The significance of quota carry forward
  • Carry forward refers to borrowing an amount of quota access from next year’s entitlement for use in this year.
  • The advance use of quota access through carry forward was incorporated in the ATC from a long-standing practice under its predecessor arrangement, the MFA, in order to provide for substantial flexibility for the conduct of trade in accordance with market conditions in the importing country.
  • The percentages for advance utilization (carry forward) of quotas were laid down for each quota product in respective bilateral agreements between the importing and exporting countries concerned. In general, the carry forward rates in US bilateral agreements for a majority of products and exporting countries were 6% – 7%. For major exporting Members, however, they were lower, at 1% – 3%. In EU bilateral agreements, the general rate was 5%, but for major exporting Members 1% – 2.75%. In Canada, the general rates were 5% – 6%.
The problem
    • Unfortunately, it is learnt that the restraining importing Members contend that as all quotas will be eliminated at the end of 2004 there will be no carry forward available from 2005. This would effectively imply a significant reduction in access possibilities for developing exporting countries and economies concerned, They can ill-afford to sustain such losses in market access and in related business opportunities. Besides, it runs counter to the liberalizing purpose of the ATC, indeed of the WTO itself.
    • Any reduction in quota access would also exacerbate the situation created by the manner in which the restraining Members have implemented the ATC, back-loading the bulk of quota restrictions to be dismantled only at the end of the transitional period rather than progressively. It would add to the adjustment shock when all quotas are finally terminated from 1 January 2005.
    • Moreover the denial of carry forward, and consequential constraint on supplies, would generate upward pressure on prices in 2004. With the termination of quotas from 2005, the sudden fall in these prices would, in turn, likely encourage protection-seeking interests in the restraining Members to cry dumping and add to the problems brought about by the postponement of any effective liberalization to the very end of the transitional period.
The way forward
    • It is therefore in the interest of both developed and developing Members, as well as the efficiency of the multilateral trading system, that positive steps are taken to avoid any reduction in market access in the context of carry forward in 2004. It is important to inspire confidence among developing countries that the developed world cares and that the multilateral trading system can deliver tangible results for them.
    • Apart from the fact that reduction in market access is contrary to the objective of trade liberalization which is the bedrock of the WTO system, it is also inconsistent with an essential provision of the ATC. Article 1.5 of the ATC provides that: “In order to facilitate the integration of the textiles and clothing sector into GATT 1994, Members should allow for continuous autonomous industrial adjustment and increased competition in their markets” (emphasis added).
    • we shall continue to make positive efforts designed to ensure that developing countries, and especially the least-developed among them, secure a share in the growth of world trade commensurate with the needs of their economic development.
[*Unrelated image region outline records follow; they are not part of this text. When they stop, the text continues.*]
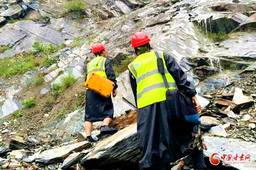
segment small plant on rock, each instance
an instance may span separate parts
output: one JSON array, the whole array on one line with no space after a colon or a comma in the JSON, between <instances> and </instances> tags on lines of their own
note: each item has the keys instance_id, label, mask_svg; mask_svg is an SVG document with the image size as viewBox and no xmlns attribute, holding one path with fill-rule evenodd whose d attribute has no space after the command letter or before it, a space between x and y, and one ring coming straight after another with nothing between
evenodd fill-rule
<instances>
[{"instance_id":1,"label":"small plant on rock","mask_svg":"<svg viewBox=\"0 0 256 170\"><path fill-rule=\"evenodd\" d=\"M30 108L36 105L37 103L34 99L30 99L22 102L23 108Z\"/></svg>"},{"instance_id":2,"label":"small plant on rock","mask_svg":"<svg viewBox=\"0 0 256 170\"><path fill-rule=\"evenodd\" d=\"M52 85L52 89L55 95L59 95L63 91L63 86L60 83L54 83Z\"/></svg>"},{"instance_id":3,"label":"small plant on rock","mask_svg":"<svg viewBox=\"0 0 256 170\"><path fill-rule=\"evenodd\" d=\"M48 67L57 63L59 60L58 56L51 57L49 55L45 55L43 57L43 65Z\"/></svg>"},{"instance_id":4,"label":"small plant on rock","mask_svg":"<svg viewBox=\"0 0 256 170\"><path fill-rule=\"evenodd\" d=\"M83 11L87 7L84 0L72 0L66 2L63 7L67 9L68 12L71 12Z\"/></svg>"},{"instance_id":5,"label":"small plant on rock","mask_svg":"<svg viewBox=\"0 0 256 170\"><path fill-rule=\"evenodd\" d=\"M225 40L227 38L227 33L224 32L219 32L218 33L210 32L208 33L208 37L214 42L219 42Z\"/></svg>"},{"instance_id":6,"label":"small plant on rock","mask_svg":"<svg viewBox=\"0 0 256 170\"><path fill-rule=\"evenodd\" d=\"M2 53L9 49L10 47L8 46L0 46L0 53Z\"/></svg>"},{"instance_id":7,"label":"small plant on rock","mask_svg":"<svg viewBox=\"0 0 256 170\"><path fill-rule=\"evenodd\" d=\"M65 88L71 86L75 82L75 76L71 74L61 78L61 83Z\"/></svg>"},{"instance_id":8,"label":"small plant on rock","mask_svg":"<svg viewBox=\"0 0 256 170\"><path fill-rule=\"evenodd\" d=\"M20 111L19 110L16 110L12 114L14 117L16 117L16 118L21 117L22 116L21 112L20 112Z\"/></svg>"}]
</instances>

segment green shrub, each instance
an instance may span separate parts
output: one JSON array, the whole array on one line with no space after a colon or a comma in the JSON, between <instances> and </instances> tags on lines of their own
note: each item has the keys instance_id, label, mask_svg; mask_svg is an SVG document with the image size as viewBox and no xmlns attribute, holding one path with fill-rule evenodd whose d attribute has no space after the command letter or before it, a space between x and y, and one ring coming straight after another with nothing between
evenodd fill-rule
<instances>
[{"instance_id":1,"label":"green shrub","mask_svg":"<svg viewBox=\"0 0 256 170\"><path fill-rule=\"evenodd\" d=\"M64 88L71 86L75 82L75 76L69 74L67 76L61 78L61 83Z\"/></svg>"},{"instance_id":2,"label":"green shrub","mask_svg":"<svg viewBox=\"0 0 256 170\"><path fill-rule=\"evenodd\" d=\"M63 86L60 83L54 83L52 85L52 89L55 95L59 95L63 91Z\"/></svg>"},{"instance_id":3,"label":"green shrub","mask_svg":"<svg viewBox=\"0 0 256 170\"><path fill-rule=\"evenodd\" d=\"M227 38L227 33L225 32L219 32L218 33L208 33L208 37L214 42L217 42L223 41Z\"/></svg>"},{"instance_id":4,"label":"green shrub","mask_svg":"<svg viewBox=\"0 0 256 170\"><path fill-rule=\"evenodd\" d=\"M72 0L66 2L63 7L67 9L68 12L72 12L83 11L87 7L83 0Z\"/></svg>"},{"instance_id":5,"label":"green shrub","mask_svg":"<svg viewBox=\"0 0 256 170\"><path fill-rule=\"evenodd\" d=\"M71 48L74 48L76 47L80 47L85 42L85 40L81 38L76 38L74 39L72 43L69 45Z\"/></svg>"},{"instance_id":6,"label":"green shrub","mask_svg":"<svg viewBox=\"0 0 256 170\"><path fill-rule=\"evenodd\" d=\"M30 99L22 102L23 108L30 108L35 106L37 103L34 99Z\"/></svg>"},{"instance_id":7,"label":"green shrub","mask_svg":"<svg viewBox=\"0 0 256 170\"><path fill-rule=\"evenodd\" d=\"M18 21L20 21L20 20L18 19L14 19L12 18L11 18L8 21L7 23L8 24L13 24L14 23L16 23L16 22L18 22Z\"/></svg>"},{"instance_id":8,"label":"green shrub","mask_svg":"<svg viewBox=\"0 0 256 170\"><path fill-rule=\"evenodd\" d=\"M0 77L21 74L34 68L36 64L34 58L33 53L27 53L0 60Z\"/></svg>"},{"instance_id":9,"label":"green shrub","mask_svg":"<svg viewBox=\"0 0 256 170\"><path fill-rule=\"evenodd\" d=\"M114 71L116 74L116 76L117 77L119 74L122 73L127 70L129 64L131 63L134 59L133 58L127 56L125 59L121 61L119 65L114 65L113 66Z\"/></svg>"},{"instance_id":10,"label":"green shrub","mask_svg":"<svg viewBox=\"0 0 256 170\"><path fill-rule=\"evenodd\" d=\"M16 110L12 114L14 117L16 117L16 118L21 117L22 116L22 115L19 110Z\"/></svg>"},{"instance_id":11,"label":"green shrub","mask_svg":"<svg viewBox=\"0 0 256 170\"><path fill-rule=\"evenodd\" d=\"M58 56L51 57L49 55L45 55L43 57L43 65L46 67L49 67L59 60Z\"/></svg>"},{"instance_id":12,"label":"green shrub","mask_svg":"<svg viewBox=\"0 0 256 170\"><path fill-rule=\"evenodd\" d=\"M10 47L8 46L0 46L0 53L2 53L4 51L9 49Z\"/></svg>"},{"instance_id":13,"label":"green shrub","mask_svg":"<svg viewBox=\"0 0 256 170\"><path fill-rule=\"evenodd\" d=\"M18 135L17 135L17 136L19 137L21 137L22 138L24 137L24 135L22 135L22 134L19 134Z\"/></svg>"}]
</instances>

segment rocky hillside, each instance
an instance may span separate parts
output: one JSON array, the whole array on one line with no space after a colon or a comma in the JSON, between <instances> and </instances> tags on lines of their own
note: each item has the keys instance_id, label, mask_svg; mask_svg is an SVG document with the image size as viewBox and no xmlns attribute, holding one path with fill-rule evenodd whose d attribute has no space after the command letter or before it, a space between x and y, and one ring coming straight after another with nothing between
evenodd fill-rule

In this context, enhanced market access … [has an] important role[.] to play”.
    • And they expressed their determination to take concrete action to address issues and concerns raised by many developing-country Members and to find appropriate solutions to them.
    • In light of the above, it is requested that the General Council consider the matter and recommend that developed Members take steps to ensure that there is no diminution of quota access for developing Members on account of quota carry forward in 2004.